Remington, Sunbeam, I don’t even know the brand, and I’ve got two of them but only one works, electric shavers and trimmers to tidy up sprouts of eyebrows and ear stuff that makes me look old and then I thought about Roy, seeing him walking with his wife and his dog and I stopped yesterday as I was driving by, dropped the window to say hello. Floyd came over to the car, leaned in, pulled a patch off of his right eye. He looked diminished.
‘How am I doing, or what am I doing?’ he said, arms on the window sill. I said how, and right then I knew it wasn’t good. His eye looked bad.
‘Got a huge melanoma in my eye. They take the eye out next week.’ He twisted his mouth, shook his head. He was fifty yards from his front door, next to the sidewalk around the greenbelt in our neighborhood, where tree trimmers hacked and buzzed the last two days, where dogs bark from behind fences and brick barbecues and under the canopies of hot tubs and gazebos, in the comfort of backyards in this comfortable neighborhood.
I stand in front of the mirror admiring my brown eyes and trimmed brows and yes, I have a few grey hairs I need to pry out or cut back like weeds that spring out this time of year—my hair grows well, Julie Ann said last week when I got mine cut—and I take pride in my well-cut short hair, I don’t have to shave it yet, the sign of either going bald or a mid-life moment gone awry.

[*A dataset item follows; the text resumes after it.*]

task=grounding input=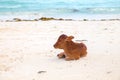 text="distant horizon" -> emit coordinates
[0,0,120,20]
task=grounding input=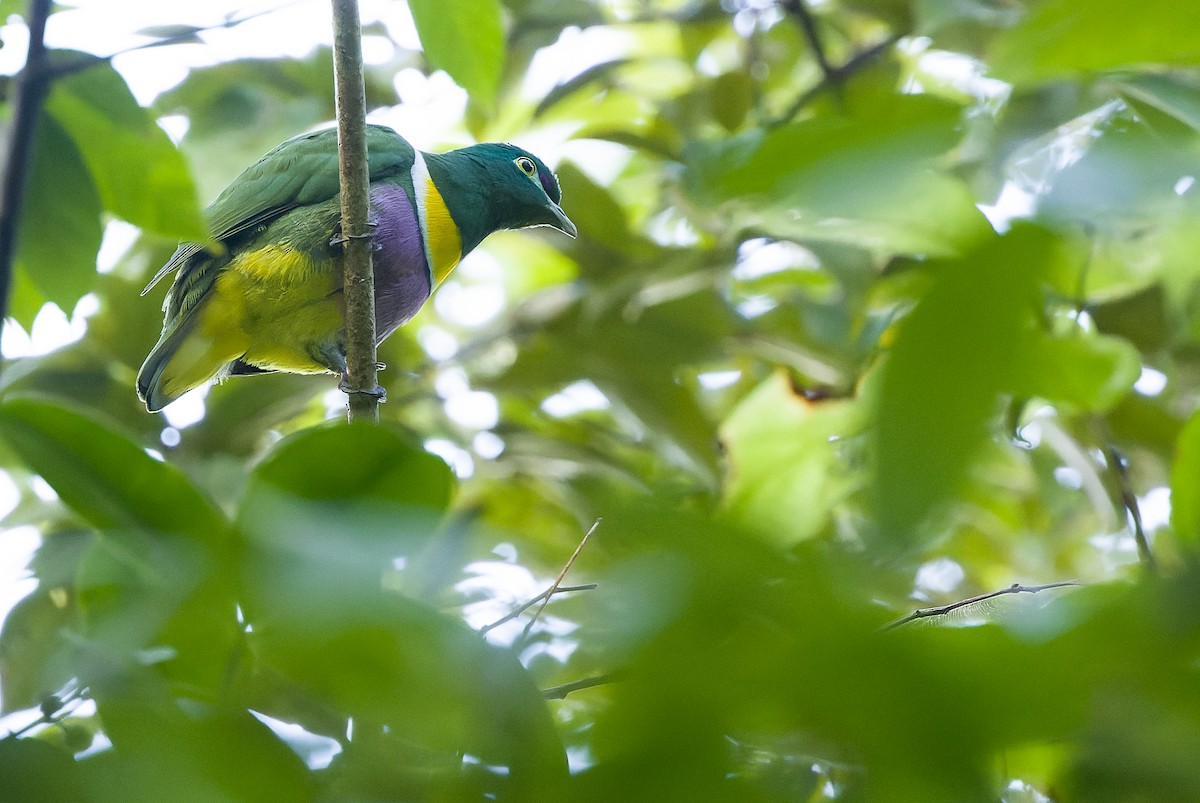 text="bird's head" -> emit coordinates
[426,143,577,250]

‘Can’t talk about it,’ Roy said. ‘Or I fall to pieces.’ His wife stood by on the sidewalk holding the dog on a leash. I don’t know the dog’s name. I don’t know Roy’s wife name. I know Roy. I know Roy, who owned an auto repair shop in town that still bears his name and pays him rent on the land. I know Roy from homeowner’s association meetings and landscape committee walk-throughs where we inspect shrubs and trees, watch the lawn for other-worldly greens we need to eradicate, sterilize, do over-seeding and re-planting and the seasonal work that keeps the neighborhood property values in line even through the downward slide.

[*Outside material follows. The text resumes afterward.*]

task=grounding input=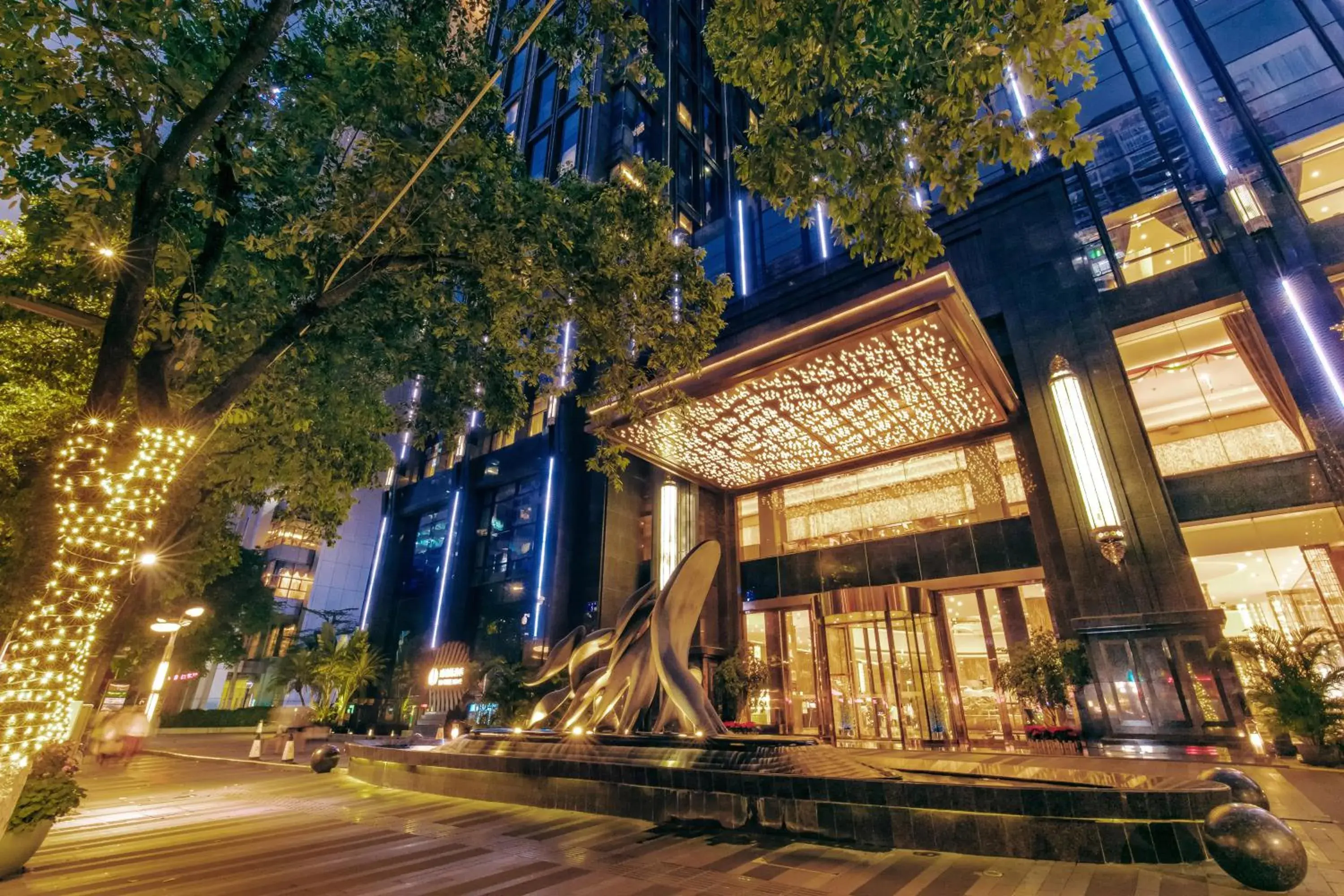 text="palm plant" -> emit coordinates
[325,631,384,721]
[1226,626,1344,750]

Roy knows where I live. He nodded when I reminded him. Anything you need, Roy. He nodded. I grabbed his hand and it was strong. Big hands for a man his size. He moved back to the sidewalk, kicked a pinecone, I nodded to his wife. She had a grim smile. Roy told me once he carried a gun in his compact truck when he rides around in the neighborhood, this coming after a punk robbed a person walking his dog up the street one night. The word about the robbery had gone around the neighborhood. Roy was taking no chances. Said he told the Police Chief he was packing. Wasn’t taking any chances with a gun in his glove compartment. He said the Chief didn’t seem too concerned. A Chief that let a citizen do what he thought was right and didn’t call in the National Guard or something, overreact, trusting a long-time resident in a moment of concern in a neighborhood that had a blip on the radar.

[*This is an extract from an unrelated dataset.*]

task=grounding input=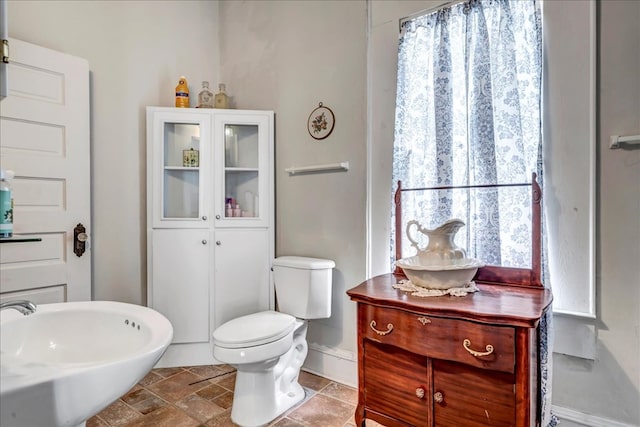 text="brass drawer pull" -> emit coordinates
[462,338,493,357]
[369,320,393,335]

I trimmed out the grey this morning. It looks okay. Julie Ann does a good job on the hair. Two weeks before the next trim. Shampoo, a little conditioner, maybe Elia will have my neck over the bowl, rub my temples, Julie Ann taking her three-hundred dollar scissors across the top, along the sides, carefully around the ears, nice and short, little feathering around the bald spot on the crown. Nice. Check the brows next week for those little stragglers. Listen to the lawnmowers and the weed whackers and leaf blowers on Monday and Tuesday, all the machines and tools for cutting and trimming the unwanted. A scalpel going in to Roy’s eye to pull it out. A silent scream. And then what will the neighborhood look like?